Are then there any earlier verified compilers with a commercial connection? There is A PRACTICAL FORMAL SEMANTIC DEFINITION AND VERIFICATION SYSTEM FOR TYPED LISP, from 1976, which has “… has proved a number of interesting, non-trivial theorems including the total correctness of an algorithm which sorts by successive merging, the total correctness of the McCarthy-Painter compiler for expressions, …” (which sounds like a code generator, or part of one, to me).
Francis Morris’s thesis, from 1972, proves the correctness of compilers for three languages (each language contained a single feature) and discusses how these features may be combined into a more “realistic” language. No mention of commercial availability, but I cannot see the demand being that great.
The definition of PL/1 was written in VDM, a formal language. PL/1 is a huge language and there were lots of subsets. Were there any claims of formal verification of a subset compiler for PL/1? I have had little contact with the PL/1 world, so am not in a good position to know. Anybody?
Over to you dear reader. Are there any earlier claims of verified compilers and commercial availability?
I’m not sure of the exactly how much of the University of Toronto “Holt Group” (R.C.Holt and J.R.Cordy) work made it into commercial products. Their early work was on Euclid and Concurrent Euclid, which were aimed at producing formally verifiable, provably correct, systems software. I don’t know if there was a “commercial” Concurrent Euclid compiler, though it was supported within the University of Toronto for systems programming by students. Concurrent Euclid more or less was, as I understand it, the basis for Turing (which was initially called New Euclid), and indeed a Turing compiler was made commercially available (by Holt Software Associates, used by high schools in Ontario and other universities). I don’t know if attempts were made to verify their Turing compiler, though there was a formal definition written for the language (the Dec. 1988 CACM article describing Turing mentions that they though the formal definition would allow them to someday prove the correctness of an implementation). I did know one of the people who was a contract employee working on the compiler maintenance, but all I remember is she used a regression test suite when fixing reported bugs.

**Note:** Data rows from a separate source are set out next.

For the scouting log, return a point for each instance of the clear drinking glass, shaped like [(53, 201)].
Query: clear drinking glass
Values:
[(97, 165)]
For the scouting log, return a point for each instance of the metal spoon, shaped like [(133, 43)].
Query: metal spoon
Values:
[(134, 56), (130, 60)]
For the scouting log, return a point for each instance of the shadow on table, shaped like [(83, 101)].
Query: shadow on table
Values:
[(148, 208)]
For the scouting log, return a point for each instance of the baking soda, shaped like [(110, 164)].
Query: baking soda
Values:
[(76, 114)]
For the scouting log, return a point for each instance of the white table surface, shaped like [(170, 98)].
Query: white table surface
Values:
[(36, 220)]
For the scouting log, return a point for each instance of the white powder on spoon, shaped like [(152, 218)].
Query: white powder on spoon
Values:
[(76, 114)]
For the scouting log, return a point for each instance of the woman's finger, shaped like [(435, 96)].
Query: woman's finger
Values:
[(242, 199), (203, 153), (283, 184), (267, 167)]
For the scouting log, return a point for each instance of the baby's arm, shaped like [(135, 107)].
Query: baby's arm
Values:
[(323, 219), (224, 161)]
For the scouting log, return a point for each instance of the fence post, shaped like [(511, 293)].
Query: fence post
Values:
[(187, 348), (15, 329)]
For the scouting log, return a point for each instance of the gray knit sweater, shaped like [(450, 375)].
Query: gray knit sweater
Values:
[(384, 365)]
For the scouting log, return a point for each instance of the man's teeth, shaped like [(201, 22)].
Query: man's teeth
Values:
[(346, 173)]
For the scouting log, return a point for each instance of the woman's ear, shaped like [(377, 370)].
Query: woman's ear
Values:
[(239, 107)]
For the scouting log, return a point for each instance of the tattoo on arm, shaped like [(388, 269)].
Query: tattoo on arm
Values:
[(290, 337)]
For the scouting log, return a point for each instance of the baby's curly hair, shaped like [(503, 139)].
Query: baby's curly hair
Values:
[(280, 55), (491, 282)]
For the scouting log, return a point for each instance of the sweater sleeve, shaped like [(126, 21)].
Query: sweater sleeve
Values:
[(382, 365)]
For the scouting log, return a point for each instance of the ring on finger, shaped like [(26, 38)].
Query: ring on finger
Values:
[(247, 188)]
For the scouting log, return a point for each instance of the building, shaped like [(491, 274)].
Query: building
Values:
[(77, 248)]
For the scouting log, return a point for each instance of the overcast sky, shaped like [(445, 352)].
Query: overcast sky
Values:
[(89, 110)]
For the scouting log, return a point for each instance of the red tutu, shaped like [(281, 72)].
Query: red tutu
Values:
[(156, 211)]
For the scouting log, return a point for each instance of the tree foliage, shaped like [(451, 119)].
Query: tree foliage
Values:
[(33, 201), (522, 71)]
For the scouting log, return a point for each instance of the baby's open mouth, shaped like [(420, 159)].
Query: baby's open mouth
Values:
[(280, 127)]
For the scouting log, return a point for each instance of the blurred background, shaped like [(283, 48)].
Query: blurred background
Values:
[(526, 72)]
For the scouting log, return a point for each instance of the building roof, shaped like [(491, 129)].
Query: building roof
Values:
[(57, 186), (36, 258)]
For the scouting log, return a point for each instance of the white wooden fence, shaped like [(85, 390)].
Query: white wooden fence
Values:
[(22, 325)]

I found this article which only mentions one thesis paper from UofT (which may not be about Turing) and I’m sure there should be several more: https://dl.acm.org/citation.cfm?id=966235
On a bit of a side-track I was lead to the following claims by the Northeastern University’s College of Computer and Information Science. I don’t know though if any of their work has made it into any commercially available compiler or other tool.
* CCIS researchers showed how to scale the decades-old proof method known as logical relations to realistic languages—with features like memory allocation and mutation, objects, and concurrency—leading to wide use of the technique, e.g., for verifying fine-grained concurrent data structures, correctness of compiler transformations, and soundness of advanced type systems that guarantee information hiding or differential privacy.
* CCIS developed the first proof architecture for verifying compilers in the presence of inter-anguage linking of compiled code. To date, it is the only such architecture applicable to compilers for typed high-level (non-C- like) languages.
https://www.ccis.northeastern.edu/research-area/formal-methods/
@Greg A. Woods
My only knowledge of Euclid is from a couple of papers I vaguely recall and reading its Wikipedia article, before writing this reply. The software analysis techniques during the 1970s were not up to analyzing code that modified global variables (it introduced too much complexity and memory requirements); I’m guessing that this is the reason for Euclid not supporting assignment to globals, and the other features look like they are designed to stop people writing code that 1970’s tools could not process (or only with great difficulty).
There have been several languages called Turing. Other than their existence, I know nothing about them.